Qualität braucht Kontrolle
Dass das JoHo nun das Zertifikat HKS+ trägt, kommt nicht von ungefähr. „Wenn wir etwas angehen, dann wollen wir es gut machen“, sagt die leitende Hebamme Uta Krüger. Sie stößt den Zertifizierungsprozess an. Auditorinnen prüfen Abläufe, Dokumentation und Notfallmanagement. Sie hinterfragen Routinen und verlangen klare Strukturen.

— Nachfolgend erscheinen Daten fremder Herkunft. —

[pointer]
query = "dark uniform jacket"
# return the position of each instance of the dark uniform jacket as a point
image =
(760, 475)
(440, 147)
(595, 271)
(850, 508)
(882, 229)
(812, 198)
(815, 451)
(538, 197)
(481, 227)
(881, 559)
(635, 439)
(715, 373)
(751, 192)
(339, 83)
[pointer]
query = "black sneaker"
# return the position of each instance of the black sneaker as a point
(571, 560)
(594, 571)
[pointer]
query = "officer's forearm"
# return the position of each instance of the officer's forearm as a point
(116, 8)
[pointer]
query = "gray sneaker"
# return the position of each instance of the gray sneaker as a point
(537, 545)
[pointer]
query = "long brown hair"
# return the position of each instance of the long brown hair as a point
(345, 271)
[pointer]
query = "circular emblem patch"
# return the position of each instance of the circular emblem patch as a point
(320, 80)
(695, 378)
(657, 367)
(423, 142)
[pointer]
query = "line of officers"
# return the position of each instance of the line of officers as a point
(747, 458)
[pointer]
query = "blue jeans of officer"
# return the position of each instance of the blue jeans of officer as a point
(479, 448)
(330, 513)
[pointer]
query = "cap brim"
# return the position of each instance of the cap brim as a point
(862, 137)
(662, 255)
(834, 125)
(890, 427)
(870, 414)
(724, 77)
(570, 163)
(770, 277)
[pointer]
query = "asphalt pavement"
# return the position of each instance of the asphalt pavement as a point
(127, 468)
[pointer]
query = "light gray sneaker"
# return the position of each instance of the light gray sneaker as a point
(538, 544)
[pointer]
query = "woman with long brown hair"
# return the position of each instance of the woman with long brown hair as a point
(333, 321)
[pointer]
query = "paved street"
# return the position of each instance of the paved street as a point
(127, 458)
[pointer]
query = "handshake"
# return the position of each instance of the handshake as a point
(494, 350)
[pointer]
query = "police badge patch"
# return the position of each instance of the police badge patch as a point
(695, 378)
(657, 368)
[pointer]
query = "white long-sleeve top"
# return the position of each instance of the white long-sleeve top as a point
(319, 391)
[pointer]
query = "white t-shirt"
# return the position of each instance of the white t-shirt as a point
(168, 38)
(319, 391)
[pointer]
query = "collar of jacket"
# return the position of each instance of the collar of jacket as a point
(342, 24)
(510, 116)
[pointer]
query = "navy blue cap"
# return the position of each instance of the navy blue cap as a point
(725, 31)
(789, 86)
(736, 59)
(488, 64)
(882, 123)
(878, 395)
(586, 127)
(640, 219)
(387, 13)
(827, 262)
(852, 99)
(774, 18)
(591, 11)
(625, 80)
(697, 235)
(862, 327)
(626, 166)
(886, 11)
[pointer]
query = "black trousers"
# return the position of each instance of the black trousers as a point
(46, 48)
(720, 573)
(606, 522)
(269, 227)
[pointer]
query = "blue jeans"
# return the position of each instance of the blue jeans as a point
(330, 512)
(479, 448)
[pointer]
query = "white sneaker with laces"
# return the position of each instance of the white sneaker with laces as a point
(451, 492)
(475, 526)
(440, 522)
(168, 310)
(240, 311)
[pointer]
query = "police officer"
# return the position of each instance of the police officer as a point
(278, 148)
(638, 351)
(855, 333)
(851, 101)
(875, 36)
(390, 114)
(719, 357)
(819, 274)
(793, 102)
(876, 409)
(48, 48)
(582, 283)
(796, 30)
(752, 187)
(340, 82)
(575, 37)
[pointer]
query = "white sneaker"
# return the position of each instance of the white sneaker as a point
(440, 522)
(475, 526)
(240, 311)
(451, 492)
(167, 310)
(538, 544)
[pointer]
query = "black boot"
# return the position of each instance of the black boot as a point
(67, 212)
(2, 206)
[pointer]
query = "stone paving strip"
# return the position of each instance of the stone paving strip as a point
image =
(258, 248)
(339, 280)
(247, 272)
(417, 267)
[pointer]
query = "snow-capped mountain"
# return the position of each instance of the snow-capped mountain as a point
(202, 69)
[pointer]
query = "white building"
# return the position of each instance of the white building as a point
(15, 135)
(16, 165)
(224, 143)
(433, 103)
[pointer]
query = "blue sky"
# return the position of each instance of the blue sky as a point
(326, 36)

„Der Blick von außen hilft uns, noch genauer zu arbeiten“, erklärt Krüger. „Am Ende geht es immer um Sicherheit – und um Respekt vor den Frauen.“
Auch Prof. Dr. Boris Gabriel, Chefarzt der Frauenklinik, unterstützt den Weg. „Der Hebammenkreißsaal ist kein Gegenmodell zur ärztlichen Geburtshilfe“, sagt er. „Er ergänzt sie sinnvoll. Wir stehen jederzeit bereit, wenn sich eine Situation verändert.“
Ein politisches Signal
Martina Klenk, Vorsitzende des Landesverbandes der Hessischen Hebammen, überreicht die Urkunde. „Das Zertifikat HKS+ ist ein wichtiger Schritt, um das Konzept als qualitätsgesichertes Angebot zu etablieren“, sagt sie. Seit 2003 entstehen bundesweit 80 Hebammenkreißsäle, seit 2024 sind sie gesetzlich verankert und werden gefördert.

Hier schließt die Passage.